Google launched the seventh era of its Tensor Processing Unit (TPU), Ironwood, final week. Unveiled at Google Cloud Subsequent 25, it’s mentioned to be the corporate’s strongest and scalable {custom} synthetic intelligence (AI) accelerator. The Mountain View-based tech large mentioned the chipset was particularly designed for AI inference — the compute utilized by an AI mannequin to course of a question and generate a response. The corporate will quickly make its Ironwood TPUs obtainable to builders through the Google Cloud platform.
Google Introduces Ironwood TPU for AI Inference
In a weblog publish, the tech large launched its seventh-generation AI accelerator chipset. Google acknowledged that Ironwood TPUs will allow the corporate to maneuver from a response-based AI system to a proactive AI system, which is concentrated on dense massive language fashions (LLMs), mixture-of-expert (MoE) fashions, and agentic AI methods that “retrieve and generate knowledge to collaboratively ship insights and solutions.”
Notably, TPUs are custom-built chipsets aimed toward AI and machine studying (ML) workflows. These accelerators supply extraordinarily excessive parallel processing, particularly for deep learning-related duties, in addition to considerably excessive energy effectivity.

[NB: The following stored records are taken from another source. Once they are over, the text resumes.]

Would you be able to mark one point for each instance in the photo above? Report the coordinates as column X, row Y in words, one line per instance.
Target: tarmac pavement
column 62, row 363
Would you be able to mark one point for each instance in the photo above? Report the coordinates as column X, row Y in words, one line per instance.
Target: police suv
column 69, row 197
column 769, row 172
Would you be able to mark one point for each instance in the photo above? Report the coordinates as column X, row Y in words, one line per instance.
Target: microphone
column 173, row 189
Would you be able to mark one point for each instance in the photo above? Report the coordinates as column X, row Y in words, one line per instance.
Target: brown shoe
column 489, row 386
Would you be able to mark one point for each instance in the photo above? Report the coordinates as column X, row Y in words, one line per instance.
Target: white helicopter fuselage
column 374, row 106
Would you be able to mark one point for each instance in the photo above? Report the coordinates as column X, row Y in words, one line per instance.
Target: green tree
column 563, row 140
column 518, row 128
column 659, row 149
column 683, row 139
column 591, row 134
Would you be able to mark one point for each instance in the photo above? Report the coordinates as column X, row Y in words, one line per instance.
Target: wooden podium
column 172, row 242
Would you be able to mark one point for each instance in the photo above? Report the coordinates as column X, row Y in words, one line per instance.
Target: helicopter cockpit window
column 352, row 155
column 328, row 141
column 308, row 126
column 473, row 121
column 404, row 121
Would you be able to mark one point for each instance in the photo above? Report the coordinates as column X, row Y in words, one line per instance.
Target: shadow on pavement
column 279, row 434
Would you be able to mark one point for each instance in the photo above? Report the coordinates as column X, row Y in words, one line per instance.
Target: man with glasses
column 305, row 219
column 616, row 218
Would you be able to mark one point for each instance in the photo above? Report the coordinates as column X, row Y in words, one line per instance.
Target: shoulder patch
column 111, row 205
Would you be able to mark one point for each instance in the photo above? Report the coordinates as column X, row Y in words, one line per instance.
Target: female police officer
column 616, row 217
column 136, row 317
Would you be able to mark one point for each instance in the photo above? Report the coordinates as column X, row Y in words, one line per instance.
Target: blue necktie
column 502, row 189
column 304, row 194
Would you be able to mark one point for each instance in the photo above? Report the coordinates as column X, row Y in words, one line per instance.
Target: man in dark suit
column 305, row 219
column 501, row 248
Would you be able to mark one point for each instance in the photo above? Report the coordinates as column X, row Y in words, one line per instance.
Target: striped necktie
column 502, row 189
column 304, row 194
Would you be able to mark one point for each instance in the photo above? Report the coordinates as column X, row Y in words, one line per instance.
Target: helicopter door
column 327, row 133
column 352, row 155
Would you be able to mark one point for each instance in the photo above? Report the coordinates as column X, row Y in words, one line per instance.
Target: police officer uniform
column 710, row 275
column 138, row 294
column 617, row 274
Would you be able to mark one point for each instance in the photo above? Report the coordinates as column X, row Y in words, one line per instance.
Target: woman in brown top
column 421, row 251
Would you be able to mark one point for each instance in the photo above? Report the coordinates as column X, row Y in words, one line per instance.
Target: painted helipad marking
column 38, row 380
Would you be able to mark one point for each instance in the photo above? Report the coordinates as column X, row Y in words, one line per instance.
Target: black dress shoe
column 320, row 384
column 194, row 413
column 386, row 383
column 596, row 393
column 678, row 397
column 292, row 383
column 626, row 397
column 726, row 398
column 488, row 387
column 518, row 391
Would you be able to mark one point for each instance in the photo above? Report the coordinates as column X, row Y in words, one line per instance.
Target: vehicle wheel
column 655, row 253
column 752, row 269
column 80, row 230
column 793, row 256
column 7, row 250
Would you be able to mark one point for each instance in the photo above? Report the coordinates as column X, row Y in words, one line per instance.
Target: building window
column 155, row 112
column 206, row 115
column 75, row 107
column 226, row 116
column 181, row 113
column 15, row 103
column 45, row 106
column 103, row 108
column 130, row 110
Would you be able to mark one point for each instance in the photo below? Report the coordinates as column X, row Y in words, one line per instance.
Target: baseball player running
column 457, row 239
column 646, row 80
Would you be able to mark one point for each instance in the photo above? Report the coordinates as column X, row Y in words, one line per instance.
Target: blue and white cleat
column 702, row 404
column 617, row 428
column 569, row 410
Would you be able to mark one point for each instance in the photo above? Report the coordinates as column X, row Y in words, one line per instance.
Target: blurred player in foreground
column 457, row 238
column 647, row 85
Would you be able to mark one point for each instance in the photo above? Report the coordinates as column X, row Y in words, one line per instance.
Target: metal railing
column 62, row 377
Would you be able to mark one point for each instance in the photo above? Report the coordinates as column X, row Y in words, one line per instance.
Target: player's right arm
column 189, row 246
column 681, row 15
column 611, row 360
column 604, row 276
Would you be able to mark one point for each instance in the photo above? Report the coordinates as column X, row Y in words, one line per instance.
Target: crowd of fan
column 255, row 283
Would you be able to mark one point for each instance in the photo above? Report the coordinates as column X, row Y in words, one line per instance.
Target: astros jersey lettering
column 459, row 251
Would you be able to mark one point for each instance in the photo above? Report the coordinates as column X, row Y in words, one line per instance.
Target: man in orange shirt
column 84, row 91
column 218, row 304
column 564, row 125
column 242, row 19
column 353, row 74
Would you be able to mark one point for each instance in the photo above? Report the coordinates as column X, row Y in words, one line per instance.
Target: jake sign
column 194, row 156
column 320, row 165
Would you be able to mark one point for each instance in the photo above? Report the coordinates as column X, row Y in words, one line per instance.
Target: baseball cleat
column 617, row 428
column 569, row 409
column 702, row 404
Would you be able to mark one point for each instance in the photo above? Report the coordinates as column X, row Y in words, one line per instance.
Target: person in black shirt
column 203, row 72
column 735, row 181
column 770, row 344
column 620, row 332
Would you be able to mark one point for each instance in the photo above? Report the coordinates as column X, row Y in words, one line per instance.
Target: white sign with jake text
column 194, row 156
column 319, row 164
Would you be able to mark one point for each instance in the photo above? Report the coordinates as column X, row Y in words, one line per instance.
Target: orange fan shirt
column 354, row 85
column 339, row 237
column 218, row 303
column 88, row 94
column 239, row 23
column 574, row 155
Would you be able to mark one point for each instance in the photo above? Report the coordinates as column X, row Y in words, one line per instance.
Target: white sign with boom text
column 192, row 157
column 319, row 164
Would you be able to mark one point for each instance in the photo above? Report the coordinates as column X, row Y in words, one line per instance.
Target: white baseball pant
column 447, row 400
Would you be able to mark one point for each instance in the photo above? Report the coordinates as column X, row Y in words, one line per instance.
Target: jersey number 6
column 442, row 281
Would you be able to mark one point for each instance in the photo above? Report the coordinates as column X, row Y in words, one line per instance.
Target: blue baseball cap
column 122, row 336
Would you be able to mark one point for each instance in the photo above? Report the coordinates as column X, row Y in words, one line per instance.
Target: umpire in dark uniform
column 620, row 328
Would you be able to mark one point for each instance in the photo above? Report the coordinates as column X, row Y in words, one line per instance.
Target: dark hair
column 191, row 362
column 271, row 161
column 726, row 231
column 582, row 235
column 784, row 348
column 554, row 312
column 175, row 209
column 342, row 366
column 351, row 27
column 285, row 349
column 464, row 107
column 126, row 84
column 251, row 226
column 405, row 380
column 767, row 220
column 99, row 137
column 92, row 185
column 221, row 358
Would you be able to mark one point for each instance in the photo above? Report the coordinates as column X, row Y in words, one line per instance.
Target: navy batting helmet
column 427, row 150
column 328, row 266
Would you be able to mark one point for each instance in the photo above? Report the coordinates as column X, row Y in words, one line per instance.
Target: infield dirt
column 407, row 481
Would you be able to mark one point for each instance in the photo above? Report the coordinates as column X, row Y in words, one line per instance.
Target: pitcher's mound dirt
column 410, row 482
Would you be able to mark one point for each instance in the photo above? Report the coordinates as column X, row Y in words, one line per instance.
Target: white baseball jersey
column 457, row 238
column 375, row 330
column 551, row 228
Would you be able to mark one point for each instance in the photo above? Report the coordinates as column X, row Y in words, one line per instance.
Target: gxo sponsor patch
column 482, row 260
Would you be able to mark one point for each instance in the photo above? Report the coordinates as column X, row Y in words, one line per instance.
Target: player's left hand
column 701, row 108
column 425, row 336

Google mentioned every Ironwood chip comes with peak compute of 4,614 teraflop (TFLOP), which is a significantly increased throughput in comparison with its predecessor Trillium, which was unveiled in Might 2024. The tech large additionally plans to make these chipsets obtainable as clusters to maximise the processing energy for higher-end AI workflows.
Ironwood could be scaled as much as a cluster of 9,216 liquid-cooled chips linked with an Inter-Chip Interconnect (ICI) community. The chipset can be one of many new elements of Google Cloud AI Hypercomputer structure. Builders on Google Cloud can entry Ironwood in two sizes — a 256 chip configuration and a 9,216 chip configuration.
At its most expansive cluster, Ironwood chipsets can generate as much as 42.5 Exaflops of computing energy. Google claimed that its throughput is greater than 24X of the compute generated by the world’s largest supercomputer El Capitan, which provides 1.7 Exaflops per pod. Ironwood TPUs additionally include expanded reminiscence, with every chipset providing 192GB, sextuple of what Trillium was outfitted with. The reminiscence bandwidth has additionally been elevated to 7.2Tbps.
Notably, Ironwood is at the moment not obtainable to Google Cloud builders. Identical to the earlier chipset, the tech large will probably first transition its inner methods to the brand new TPUs, together with the corporate’s Gemini fashions, earlier than increasing its entry to builders.